A learning environment

Politeness

Your best effort

To move around the school safely

Obey all instructions

None of these rules is obeyed. My school is full of drugs and disaster and a dangerous group of kids: the pikeys. They are scary and should be avoided at all costs. They have large amounts of money which they spend on huge medallions, sovereign rings, necklaces as thick as bike chains, and diamonds as big as rocks that hang from their earlobes. They wear hoodies which reach to their knees, low-rise jeans and either tiny, or really big, white trainers.

The main difference between a pikey and a chav is that a pikey is not afraid to stare. A chav will look away, frightened of getting in trouble, but a pikey shows no fear. Pikeys tend not to talk - they murmur - whereas a chav’s vocabulary goes about as far as the four ”-nnits”: innit, wonnit, dunnit, and hannit.

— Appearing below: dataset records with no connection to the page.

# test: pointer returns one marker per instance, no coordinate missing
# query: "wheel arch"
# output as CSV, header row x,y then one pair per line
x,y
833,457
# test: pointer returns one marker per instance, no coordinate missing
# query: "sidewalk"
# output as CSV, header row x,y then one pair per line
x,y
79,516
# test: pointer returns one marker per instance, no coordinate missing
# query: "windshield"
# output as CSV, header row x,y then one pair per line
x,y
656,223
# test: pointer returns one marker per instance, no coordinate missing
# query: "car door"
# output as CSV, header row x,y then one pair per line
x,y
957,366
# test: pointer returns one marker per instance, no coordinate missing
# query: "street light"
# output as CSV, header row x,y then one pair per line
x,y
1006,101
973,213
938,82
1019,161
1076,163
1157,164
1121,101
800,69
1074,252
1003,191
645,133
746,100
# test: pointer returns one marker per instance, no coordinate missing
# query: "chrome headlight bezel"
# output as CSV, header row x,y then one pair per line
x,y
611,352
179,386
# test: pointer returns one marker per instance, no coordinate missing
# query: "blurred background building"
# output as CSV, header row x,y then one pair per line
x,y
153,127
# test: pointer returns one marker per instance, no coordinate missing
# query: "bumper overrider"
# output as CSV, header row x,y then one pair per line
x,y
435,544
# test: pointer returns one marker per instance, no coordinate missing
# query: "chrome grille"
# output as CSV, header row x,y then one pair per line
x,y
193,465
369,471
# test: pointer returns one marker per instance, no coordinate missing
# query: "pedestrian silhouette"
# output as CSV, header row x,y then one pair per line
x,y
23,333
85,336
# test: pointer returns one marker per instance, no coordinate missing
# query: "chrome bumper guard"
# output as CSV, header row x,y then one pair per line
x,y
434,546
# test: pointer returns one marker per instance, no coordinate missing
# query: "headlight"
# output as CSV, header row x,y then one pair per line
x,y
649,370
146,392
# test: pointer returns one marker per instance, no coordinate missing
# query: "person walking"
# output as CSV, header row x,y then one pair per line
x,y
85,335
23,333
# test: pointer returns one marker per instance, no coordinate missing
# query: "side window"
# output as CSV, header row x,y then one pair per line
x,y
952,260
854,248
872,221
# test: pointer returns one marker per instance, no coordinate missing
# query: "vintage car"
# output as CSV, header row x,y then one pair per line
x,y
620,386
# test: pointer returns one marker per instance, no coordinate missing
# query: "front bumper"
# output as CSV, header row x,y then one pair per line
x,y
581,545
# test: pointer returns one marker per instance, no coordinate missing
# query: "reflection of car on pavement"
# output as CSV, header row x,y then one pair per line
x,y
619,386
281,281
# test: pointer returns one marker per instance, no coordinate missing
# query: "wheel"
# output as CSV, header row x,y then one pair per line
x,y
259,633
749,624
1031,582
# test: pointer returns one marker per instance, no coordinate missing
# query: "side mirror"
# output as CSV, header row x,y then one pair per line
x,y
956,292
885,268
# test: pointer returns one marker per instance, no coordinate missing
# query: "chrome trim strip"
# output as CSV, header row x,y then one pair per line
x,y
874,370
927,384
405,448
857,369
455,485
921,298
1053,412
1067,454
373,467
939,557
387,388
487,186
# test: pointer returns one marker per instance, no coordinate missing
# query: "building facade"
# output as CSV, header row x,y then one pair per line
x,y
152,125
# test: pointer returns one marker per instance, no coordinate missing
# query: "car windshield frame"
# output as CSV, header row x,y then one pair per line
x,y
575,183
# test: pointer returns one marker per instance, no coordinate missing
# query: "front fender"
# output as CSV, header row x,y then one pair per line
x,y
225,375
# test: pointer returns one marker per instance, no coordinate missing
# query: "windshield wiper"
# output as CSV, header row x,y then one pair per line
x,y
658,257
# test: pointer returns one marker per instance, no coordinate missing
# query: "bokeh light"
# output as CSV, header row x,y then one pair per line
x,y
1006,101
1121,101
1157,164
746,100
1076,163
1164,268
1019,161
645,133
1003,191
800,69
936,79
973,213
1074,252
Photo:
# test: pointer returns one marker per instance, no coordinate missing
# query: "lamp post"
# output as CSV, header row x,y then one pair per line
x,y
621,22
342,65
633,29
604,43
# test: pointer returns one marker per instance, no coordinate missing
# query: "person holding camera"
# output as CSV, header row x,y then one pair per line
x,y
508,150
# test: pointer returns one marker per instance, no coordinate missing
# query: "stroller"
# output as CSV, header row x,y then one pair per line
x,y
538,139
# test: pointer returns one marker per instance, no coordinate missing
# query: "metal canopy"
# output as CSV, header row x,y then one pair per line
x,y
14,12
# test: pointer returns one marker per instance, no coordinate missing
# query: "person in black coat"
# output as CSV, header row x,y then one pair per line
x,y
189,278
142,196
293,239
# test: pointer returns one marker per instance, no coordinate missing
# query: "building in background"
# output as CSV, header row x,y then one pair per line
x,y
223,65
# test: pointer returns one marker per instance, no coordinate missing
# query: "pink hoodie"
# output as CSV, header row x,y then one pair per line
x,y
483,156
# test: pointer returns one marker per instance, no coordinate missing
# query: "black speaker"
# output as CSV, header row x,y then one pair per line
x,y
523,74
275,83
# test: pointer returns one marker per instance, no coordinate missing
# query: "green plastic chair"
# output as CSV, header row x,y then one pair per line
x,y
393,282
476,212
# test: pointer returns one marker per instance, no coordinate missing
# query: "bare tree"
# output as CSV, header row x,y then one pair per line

Then there are the “popular girls”. If we were in the United States they would be the cheerleaders. They spend lessons flirting with boys, brushing their hair and checking that their lip-gloss is still shiny. I call them “popular”, but they don’t actually seem to like each other. As long as they look pretty, are emotionally and mentally in their early 20s, and have a few boyfriends on the go, mates don’t matter. My definition of popular means having a lot of friends, but they’ve each got about 10 “frenemies” (a friend who is really your enemy).

The ever popular “jocks”, the boys who are on every sports team, are not particularly nasty, but good luck trying to have a conversation with them if you’re not the sporty type. They spend their lunchtimes playing rugby or flexing their muscles in front of “the popular girls”. After school it’s time for a work-out or perhaps a tournament of some kind. In assembly they are constantly going up to collect awards; it’s amazing they don’t get repetitive strain injury from all that trophy lifting.

The “swots” sit at the front of the class and are always the first to put their hands up. They don’t struggle in any area of their education and, I suspect, spend their “enjoyment time” massaging their temples over a cryptic crossword. Strange as it seems, they genuinely enjoy sitting in the library at break. They’re picked on by the jocks most, as jocks don’t care for people who study.

Which leads me to the “losers”. Picked on by everyone, even teachers, I don’t know how this bunch gets by. They really seem like complete failures.

They have annoying voices, “ankle swinger” trousers and tend to smell. They hang with the swots, but even the swots hate them.

You could say there is pressure to belong in a place like this. As soon as the new recruits arrive, you can tell immediately which group they will join. I don’t think this is a bad thing; there will never be a world where there is no judgment, and everyone is equal. If anything I feel it has motivated me. I see pikeys and I think, “I don’t want to end up like that”.

I see swots and think, “I want to do better than them”. It’s not who your friends are, it’s your education that counts.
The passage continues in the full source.